The beginning of a new year usually seems a bit dreary. It always makes me wonder whether that is because it’s like a book filled with blank pages and a certain anticipation what they might fill with. Or whether it’s the contradiction of cabin fever and the doomed grayness outside. So, let me lure you out to a walk – come along in your mind!
About an hour’s drive east of the Western Washingtonian city of Tacoma begins sheer wilderness. That of the Mt. Rainier National Park. If you venture out there, you will need a pass to enter, or you will have to pay a fee. Once you are past the quaint mining town of Wilkeson, the road leads through less and less settled area with looming evergreen trees, waterfalls, and brooks. One of the most interesting features along the way to the Carbon River park entrance is an ancient trestle bridge, known as Fairfax or O’Farrell Bridge. It was built in 1921 and spans the river below at 250 feet. Only one car at a time is supposed to pass over it. And if you have ever parked at one of the bridge’s ends and walked on the bridge, you have felt how it wobbles when a car passes. I can’t say that I particularly enjoy standing up there, though the look into the gorge is breathtaking.
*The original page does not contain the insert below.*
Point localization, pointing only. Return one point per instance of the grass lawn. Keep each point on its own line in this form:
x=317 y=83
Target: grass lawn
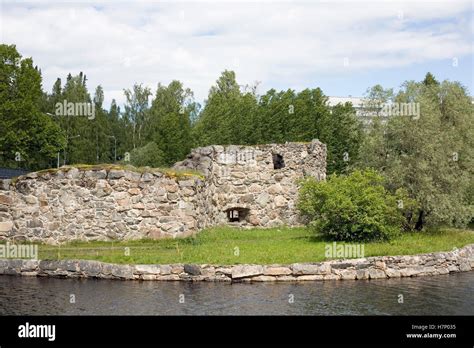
x=225 y=245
Farther down SR 165 you pass by a neat, rather newly built ranger station. It is usually open, and the rangers in there will let you know which hiking routes are accessible, where bridges have been washed out, or where you need snow hiking equipment.
And then you are finally at the same level as Carbon River, a clear to chalky-white wild rivulet in an amazingly wide rocky bed. The parking lot at the entrance is often well-filled, but on weekdays it’s quiet out there. And the air, a mix of January cold and humidity and rainforest fragrances, is simply wrapping you in. Take a deep breath. And another one. Already, you are feeling happy to have stepped outside your door and come out here.
You don’t even have to take a long walk. Nor a tedious one. There is that very pretty Carbon River Rain Forest Loop. It veers right off the parking lot and leads you into the rainforest. The ground is soft and springy. Way above you are the crowns of hemlocks, spruces, cedars, and firs. You will have to lay your head way back to spot the gray sky beyond. If you see it at all. And the light below is quite murky. Some of the trees have fallen and are now nursing nature with their rotting rind and upstretched roots.
The underbrush is thick and heavily lichened. Maybe, you will find some last colored leaf still clinging to a bush. Ferns are starting to peak through the dirt, their heads still rolled together, while some bigger ones are waving from afar. Mosses with little starshaped leaves build pillows at the foot of the tree stems.
There are wooden bridges that lead you across murmuring brooks and boggy stretches. The water is flowing slowly – it’s too cold to be a full babbling brook yet. And if you want to admire the yellow of skunk cabbage blossoms and watch for salamanders, you might want to come back later in the year.
Perhaps one of the bridges is taken out for whatever reason. Let’s walk back and start the loop from the other end towards the other side of the fallen bridge. It’s not far. It’s a smooth walk. Meanwhile you find that it is not as cold anymore as when you stepped outside first. And the air has refreshed you physically as well as elated your spirits.
January suddenly doesn’t feel as bleak anymore once you have risen from your favorite armchair by the fireplace, your sofa in front of the TV, your recliner by the window and stepped outside your comfort zone. You needn’t go as far as the Carbon River entrance of Mt. Rainier National Park either. Though, if you have a chance to do so … how about going?!